Whether we think it is okay or not, Minority Report type programs are already in existence today. No, of course we do not arrest and detain people for crimes they are predicted to commit. But there are a variety of social programs that identify "at-risk" children who are given special scrutiny and treatments designed to decrease their likelihood of future problematic behavior. Another example is any insurance program, especially when premiums are graded according to age, gender, and lifestyle.Because one happens to be male or female and of a certain age, the company says that you are more likely to get sick or have an auto accident or die and therefore you'll pay in advance with a higher premium. Tobacco-users pay higher premiums than non-tobacco users. Even when you are an exception to the rule. Or, ironically, when risk factors are not included, insurance ends up punishing people who do not benefit from the program more than those who do. People are are careful, eat well, exercise, don't abuse drugs and alcohol, etc. end up paying for people who burn down their houses and get sick from an unhealthy lifestyle. Also ironic is that the "interventions" of insurance programs (mainly sending out newsletters on safety and healthy living) are meant to increase the profits of the companies (because people will file fewer claims) rather than improve the lives of the insured.

So, are any programs designed to predict future problems and have people pay in advance (either literally with money or by participating in preventative programs) "moral?" To my mind, only if one thinks it is acceptable to hurt some people in order to help others. Frankly, I don't like it. Thank goodness we don't have to face the literal trolley problem in everyday life, but there are enough real-life analogs where some people are forced to sacrifice to help others. And I say "forced" because now health insurance as well as auto and home owner's insurance is mandatory. Make the system completely voluntary and I might have a different opinion.

Reply
@EdGibney link
12/8/2015 10:23:18 am

Thanks John. I think the "moral hazard" of insurance companies is off topic from what I want to get into on Friday, but it's an interesting debate.

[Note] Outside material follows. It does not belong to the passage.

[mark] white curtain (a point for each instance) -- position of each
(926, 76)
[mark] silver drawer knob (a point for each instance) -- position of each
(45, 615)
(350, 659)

I do think you are right about "preventive" measures already mimicking Minority Report scenarios, and I'll definitely talk about that.

As to your point about such programs being "moral" if one thinks it's acceptable to hurt some people in order to help others, I think it's important to consider short-term "hurts" vs. long-term benefits since slavishly following the needs of the self can cause great harm to societies, which eventually harms all individuals. Addressing market failures are essentially the job of government that has sprung up over the centuries of markets failing (for public goods, natural monopolies, asymmetrical power or information dynamics, etc.). I wish we all went through "confirmations" of sorts to sign up for our own social contracts so we took the time to learn and understand what we have signed up for in society. I also wish we had countries or planets for people who wished to opt out of these governments' social contracts. I'm sure that the examples of such areas for "free individuals" would send everyone running to civilised societies. That's essentially what is already happening with refugees from failed states, but you never see American libertarians running the other direction to carve out a gun-defended enclave of their own. Why is that?